A spokeswoman for the National Infrastructures Ministry also pointed to the December 2009 creation of a ministerial committee for renewable energy, headed by the prime minister, as the government body which was supposed to provide the guiding hand.

However, Arava Power’s Abramowitz contended that the committee had never met and had no agenda. A Calcalist story from the end of May confirmed that, six months after its founding, the committee had not yet met and there was no schedule of meetings planned.

Among a number of issues, Abramowitz also singled out one which was proving extremely troublesome to his company and others looking to build solar fields on kibbutz land. Finding enough land to build solar fields has been a problem from the very beginning. Some 200,000 dunams are needed for 1 GW, according to Abramowitz. He has said that land in those quantities can be found on the 800 kibbutzim and moshavim in the Negev and Arava and his company was the first to sign agreements with them.

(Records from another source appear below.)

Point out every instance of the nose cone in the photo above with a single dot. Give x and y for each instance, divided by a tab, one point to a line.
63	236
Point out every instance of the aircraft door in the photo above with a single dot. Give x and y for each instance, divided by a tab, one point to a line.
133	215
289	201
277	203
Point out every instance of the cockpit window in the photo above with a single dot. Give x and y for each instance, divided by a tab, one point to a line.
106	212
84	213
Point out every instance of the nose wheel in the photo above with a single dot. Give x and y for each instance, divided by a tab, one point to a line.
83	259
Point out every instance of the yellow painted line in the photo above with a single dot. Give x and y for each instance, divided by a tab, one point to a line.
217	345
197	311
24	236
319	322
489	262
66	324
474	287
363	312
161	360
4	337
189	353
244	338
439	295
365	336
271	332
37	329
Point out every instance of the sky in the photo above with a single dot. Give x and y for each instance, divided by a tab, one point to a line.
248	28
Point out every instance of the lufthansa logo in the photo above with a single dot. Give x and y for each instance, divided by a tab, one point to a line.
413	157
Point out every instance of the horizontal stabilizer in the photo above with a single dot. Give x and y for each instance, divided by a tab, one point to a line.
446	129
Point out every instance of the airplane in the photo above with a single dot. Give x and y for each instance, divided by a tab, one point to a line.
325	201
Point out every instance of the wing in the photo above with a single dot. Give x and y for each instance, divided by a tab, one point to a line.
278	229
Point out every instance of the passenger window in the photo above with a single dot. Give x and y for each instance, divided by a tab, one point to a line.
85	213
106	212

However, there is a regulation that the kibbutz must have a 26% stake in any business endeavor on its land. When building a solar field, that comes out to tens of millions of shekels, which these kibbutzim do not necessarily have on hand to invest. Moreover, having to give up that large a stake reduces the profitability of the fields for the solar power company, which means “99% of kibbutz land deals are in jeopardy,” he said.

The ILA’s Sasporta said the issue had been brought to the attention of management, who decided to leave the regulation as is. She said other kibbutz-related business endeavors had succeeded with this condition in place. Sasporta said a bigger issue was transporting that energy from the southern part of the country to the center where it is needed. She said the government was aware of the problem but it was a matter of “planning and financial resources.” Sasporta added that the ILA was also working on allocating up to 30% of industrial land in the South for solar fields of 5 MW to 10 MW and was investigating the possibility of allowing even larger solar fields there.

The government has also allocated vast tracts of land at two sites – Ashelim and Timna – for solar energy projects after a search of several years for suitable land. Those sites are governed by government tenders and, while they have a smaller PV component, are largely intended for concentrated solar power or solar thermal power stations which require more land than PV.

There is no clear-cut answer to the question whether the solar market is on the verge of collapse. What can be said is that there are still several serious problems that need to be worked out if the country is to enter the solar age.